The king of summer soups and a great way to use up leftovers
This is a very loose recipe just to get you started. It’s a perfect dish to make with kids since it’s so quick and wonderfully nutritious too. I used to skin the tomatoes (as so many recipes require you to) but if you have a good blender there really is no need.
Gazpacho’s the perfect way to use up slightly overripe tomatoes.
About 600g ripe tomatoes
½ cucumber (if using a thicker-skinned continental variety, peeled)
1 red pepper, core and stalk removed
1 spring onion or a little sweet Spanish onion to taste
1-2 cloves garlic
100ml extra virgin olive oil
3 tbsp sherry vinegar or wine vinegar
Chop the vegetables roughly, crush the garlic and blitz them in a blender or food processor. You may need to do this in stages and add a little of the olive oil to set things going.
Once the puree is really smooth, pour it into a large jug and add the remaining olive oil, vinegar and salt to taste. You may also need to add a little water if the soup seems too thick—remember if you are adding ice, this will thin the soup down.
Now chill the soup until ready to serve. Add ice if you like. Garnishes work well if you are serving in a bowl rather than sloshing back from a glass: chopped peppers, diced boiled egg, sliced spring onion, tiny squares of serrano ham.
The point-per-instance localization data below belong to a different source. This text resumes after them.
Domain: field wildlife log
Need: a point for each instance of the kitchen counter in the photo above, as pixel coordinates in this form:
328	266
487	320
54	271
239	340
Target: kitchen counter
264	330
ALTERNATIVE: Slightly stale bread is perfect for making crunchy croutons for the top of the soup or, if you prefer a thicker soup, you can remove crusts and soak a slice in a little water before throwing into the blender with the rest of the soup.
Roasted beetroot can be added instead of some of the tomatoes—I like to go ⅓ beetroot to ⅔ tomato.
Leftover gazpacho can be made into fantastic little savoury jellies. Set with sheet gelatine—just dissolve the sheets in a little hot water before stirring into the soup. Check your leaf gelatine for setting ratios.